Faculty of Medicine and Health Technology, Tampere University, Tampere, Finland.
Department of Electrical Engineering and Computer Science, Massachusetts Institute of Technology, Cambridge, Massachusetts, United States of America.
PLoS One. 2020 Jul 23;15(7):e0236258. doi: 10.1371/journal.pone.0236258. eCollection 2020.
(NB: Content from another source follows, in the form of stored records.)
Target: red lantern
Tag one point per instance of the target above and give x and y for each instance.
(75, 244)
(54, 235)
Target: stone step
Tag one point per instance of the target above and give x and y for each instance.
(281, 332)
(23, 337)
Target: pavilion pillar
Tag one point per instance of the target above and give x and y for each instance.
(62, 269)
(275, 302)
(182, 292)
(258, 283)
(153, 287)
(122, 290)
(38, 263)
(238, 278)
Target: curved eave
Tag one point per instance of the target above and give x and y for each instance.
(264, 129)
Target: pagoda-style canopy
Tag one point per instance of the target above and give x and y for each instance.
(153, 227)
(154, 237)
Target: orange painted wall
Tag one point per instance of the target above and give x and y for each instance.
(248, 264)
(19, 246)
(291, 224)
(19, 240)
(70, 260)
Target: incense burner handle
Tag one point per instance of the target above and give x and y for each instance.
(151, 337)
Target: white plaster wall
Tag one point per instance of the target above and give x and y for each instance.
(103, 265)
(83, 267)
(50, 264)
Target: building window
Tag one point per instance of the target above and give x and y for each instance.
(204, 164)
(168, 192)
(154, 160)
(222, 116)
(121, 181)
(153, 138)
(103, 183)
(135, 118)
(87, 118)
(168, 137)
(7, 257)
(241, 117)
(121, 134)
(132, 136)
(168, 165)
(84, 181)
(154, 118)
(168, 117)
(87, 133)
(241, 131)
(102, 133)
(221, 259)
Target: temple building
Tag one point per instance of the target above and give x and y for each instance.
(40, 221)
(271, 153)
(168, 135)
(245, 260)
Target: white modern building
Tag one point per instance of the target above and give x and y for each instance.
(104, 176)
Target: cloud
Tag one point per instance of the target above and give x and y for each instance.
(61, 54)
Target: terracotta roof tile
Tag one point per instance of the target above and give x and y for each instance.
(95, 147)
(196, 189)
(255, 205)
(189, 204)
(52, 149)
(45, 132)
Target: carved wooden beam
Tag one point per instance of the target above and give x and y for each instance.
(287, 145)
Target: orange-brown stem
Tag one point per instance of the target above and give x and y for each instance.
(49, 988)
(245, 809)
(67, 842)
Parkinson's disease (PD) is a neurodegenerative disease inducing dystrophy of the motor system. Automatic movement analysis systems have potential in improving patient care by enabling personalized and more accurate adjust of treatment. These systems utilize machine learning to classify the movement properties based on the features derived from the signals. Smartphones can provide an inexpensive measurement platform with their built-in sensors for movement assessment. This study compared three feature selection and nine classification methods for identifying PD patients from control subjects based on accelerometer and gyroscope signals measured with a smartphone during a 20-step walking test. Minimum Redundancy Maximum Relevance (mRMR) and sequential feature selection with both forward (SFS) and backward (SBS) propagation directions were used in this study. The number of selected features was narrowed down from 201 to 4-15 features by applying SFS and mRMR methods. From the methods compared in this study, the highest accuracy for individual steps was achieved with SFS (7 features) and Naive Bayes classifier (accuracy 75.3%), and the second highest accuracy with SFS (4 features) and k Nearest neighbours (accuracy 75.1%). Leave-one-subject-out cross-validation was used in the analysis. For the overall classification of each subject, which was based on the majority vote of the classified steps, k Nearest Neighbors provided the most accurate result with an accuracy of 84.5% and an error rate of 15.5%. This study shows the differences in feature selection methods and classifiers and provides generalizations for optimizing methodologies for smartphone-based monitoring of PD patients. The results are promising for further developing the analysis system for longer measurements carried out in free-living conditions.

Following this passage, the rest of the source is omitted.